President Nayib Bukele’s no-holds-barred clampdown on El Salvador’s notoriously violent Barrio 18 and MS-13 gangs continues to pay political dividends, seeing him re-elected by a historically large margin on Monday.
Bukele declared victory over the weekend, when he posted on social media that “According to our [his party’s] figures, we have won the presidential election with more than 85% of the votes and a minimum of 58 of 60 deputies in the Assembly.”
Provisional results show Bukele winning 83% support with 31% of the ballots counted, which would mean his New Ideas party would indeed secure almost all of the 60 seats in the country’s legislative body.
Later that day, Bukele went on to celebrate his anticipated victory on the balcony of the National Palace in the country’s capital of San Salvador.
“All together the opposition was pulverized,” Bukele, flanked by his wife, told a throng of supporters. “El Salvador went from being the most unsafe to the safest [country]. Now in these next five years, wait to see what we are going to do,” Bukele added.
Nuevas Ideas’ electoral success means Bukele will wield unprecedented power, allowing him to overhaul El Salvador’s constitution, which critics fear will result in doing away with term limits for presidents.
The hugely popular 42-year-old has captured many Salvadoreans’ loyalty, by being the driving force behind the restoration of law and order in his violence-ridden nation. That he used methods many have called unconstitutional has, so it turns out, not soured the voters towards the man.
Between 1979 and 1992, El Salvador—the smallest country in Central America—was torn by civil war, following which its largely gang-related murder rate, the highest globally, remained exceptionally high, with authorities appearing powerless (or unwilling) to address the problem. Bukele made it a core issue of his election campaign, and on that platform, came to power in 2019.
Within his first year in office, the murder rate dropped by almost 50%, and kept going down every single year.
Not content with that success, in 2022, Bukele declared a state of emergency, as the country still had an estimated 120,000 gang members (out of a total population of 6,383,758, according to 2024 figures).
Currently, an estimated half of those alleged to have gang affiliations are incarcerated.

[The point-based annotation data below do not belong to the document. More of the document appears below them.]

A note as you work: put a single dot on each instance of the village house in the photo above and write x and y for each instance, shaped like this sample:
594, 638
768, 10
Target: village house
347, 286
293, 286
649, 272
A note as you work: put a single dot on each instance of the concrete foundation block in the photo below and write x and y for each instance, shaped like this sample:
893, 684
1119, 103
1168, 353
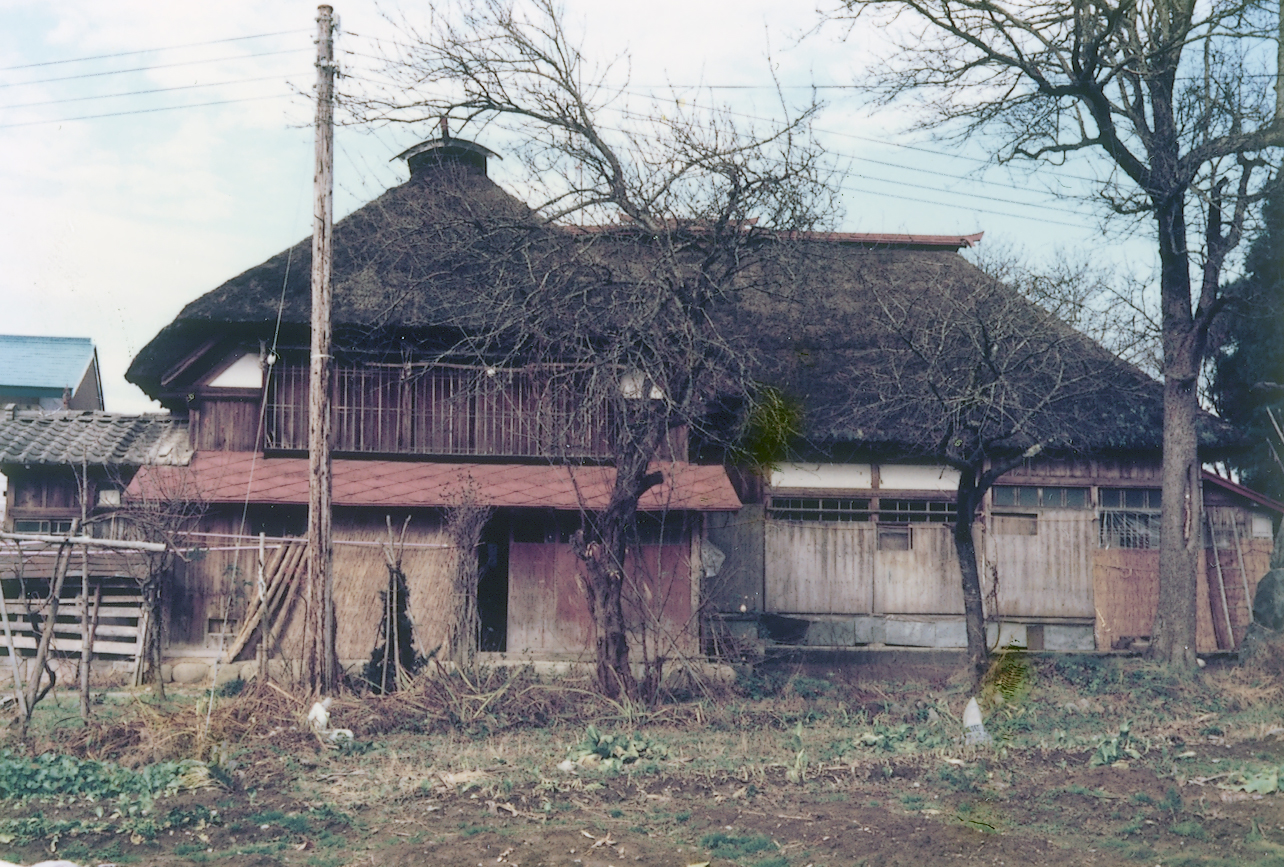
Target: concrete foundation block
1004, 635
1076, 639
227, 673
190, 672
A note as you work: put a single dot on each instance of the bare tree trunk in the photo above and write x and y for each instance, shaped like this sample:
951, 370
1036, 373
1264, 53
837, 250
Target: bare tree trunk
41, 662
604, 560
1180, 540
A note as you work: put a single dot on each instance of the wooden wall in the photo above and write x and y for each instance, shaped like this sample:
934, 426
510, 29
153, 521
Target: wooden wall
815, 568
1049, 573
548, 610
225, 579
738, 534
819, 568
229, 424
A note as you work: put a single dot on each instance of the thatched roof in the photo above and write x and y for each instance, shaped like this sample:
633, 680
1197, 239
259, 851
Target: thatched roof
880, 348
836, 334
407, 261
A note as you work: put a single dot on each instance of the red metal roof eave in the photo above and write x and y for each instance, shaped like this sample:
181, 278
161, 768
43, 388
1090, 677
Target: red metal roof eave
1248, 493
240, 477
877, 239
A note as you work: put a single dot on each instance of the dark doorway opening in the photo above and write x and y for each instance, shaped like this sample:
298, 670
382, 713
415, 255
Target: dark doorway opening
493, 586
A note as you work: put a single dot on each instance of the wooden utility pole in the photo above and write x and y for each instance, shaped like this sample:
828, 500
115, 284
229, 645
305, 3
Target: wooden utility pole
322, 667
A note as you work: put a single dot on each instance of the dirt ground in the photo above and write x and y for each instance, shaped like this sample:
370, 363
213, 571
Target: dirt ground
826, 771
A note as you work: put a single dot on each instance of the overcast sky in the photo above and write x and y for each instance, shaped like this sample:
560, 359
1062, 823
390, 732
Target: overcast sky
120, 206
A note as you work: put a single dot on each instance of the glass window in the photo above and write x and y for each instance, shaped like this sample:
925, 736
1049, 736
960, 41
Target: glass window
41, 525
1016, 524
819, 509
1040, 497
894, 537
1130, 518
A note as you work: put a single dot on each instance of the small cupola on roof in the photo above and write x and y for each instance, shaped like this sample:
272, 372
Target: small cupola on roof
446, 150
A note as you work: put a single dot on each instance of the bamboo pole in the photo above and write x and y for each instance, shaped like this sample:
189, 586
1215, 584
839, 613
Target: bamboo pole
1243, 574
60, 565
1221, 579
301, 567
13, 654
85, 617
284, 568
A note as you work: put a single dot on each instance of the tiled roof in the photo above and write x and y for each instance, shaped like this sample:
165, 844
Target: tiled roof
109, 438
234, 477
44, 362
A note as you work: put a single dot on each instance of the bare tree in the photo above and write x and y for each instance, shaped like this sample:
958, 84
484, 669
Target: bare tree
695, 207
961, 369
1099, 299
1175, 98
162, 511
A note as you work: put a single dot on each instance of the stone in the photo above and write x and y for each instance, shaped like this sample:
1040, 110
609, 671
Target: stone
1269, 601
190, 672
227, 673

Human rights groups have been critical of the manner in which alleged gang members were detained: thousands, they claim, are said to have been unjustly detained, and denied a fair trial.
Since bringing the judiciary completely under his control since his first election in 2019, The Economist gave the president the moniker of being the world’s first “millennial dictator.”
Bukele cleverly pokes fun at such criticisms, having in the past changed his profile on X to say: “World’s coolest dictator.” Currently, it displays the more restrained “philosopher king.”
Misgivings aside, the saying ‘desperate times call for desperate measures’ exists for a reason; some problems, if dire or existentially threatening enough, demand the label ‘state of emergency.’.
Under Bukele’s leadership the nation’s infamous murder rate has plummeted, extortion racketeering is down, and El Salvador is now deemed (relatively) safe enough for international tourism.
While its security might be bolstered, its economy remains the slowest growing in Central America. Extreme poverty is still rife, with over a quarter of Salvadorans living below the poverty line.
To help address its fiscal challenges, El Salvador is still in negotiations with the IMF for a $1.3 billion bailout, which have been frustrated by the country’s adoption of bitcoin as a currency, which the IMF said it was, “in general … not supportive” of.
These, then, will become Bukele’s two primary headaches. Making significant inroads with these could earn him the ‘philosopher king’ status he so aspires to achieve.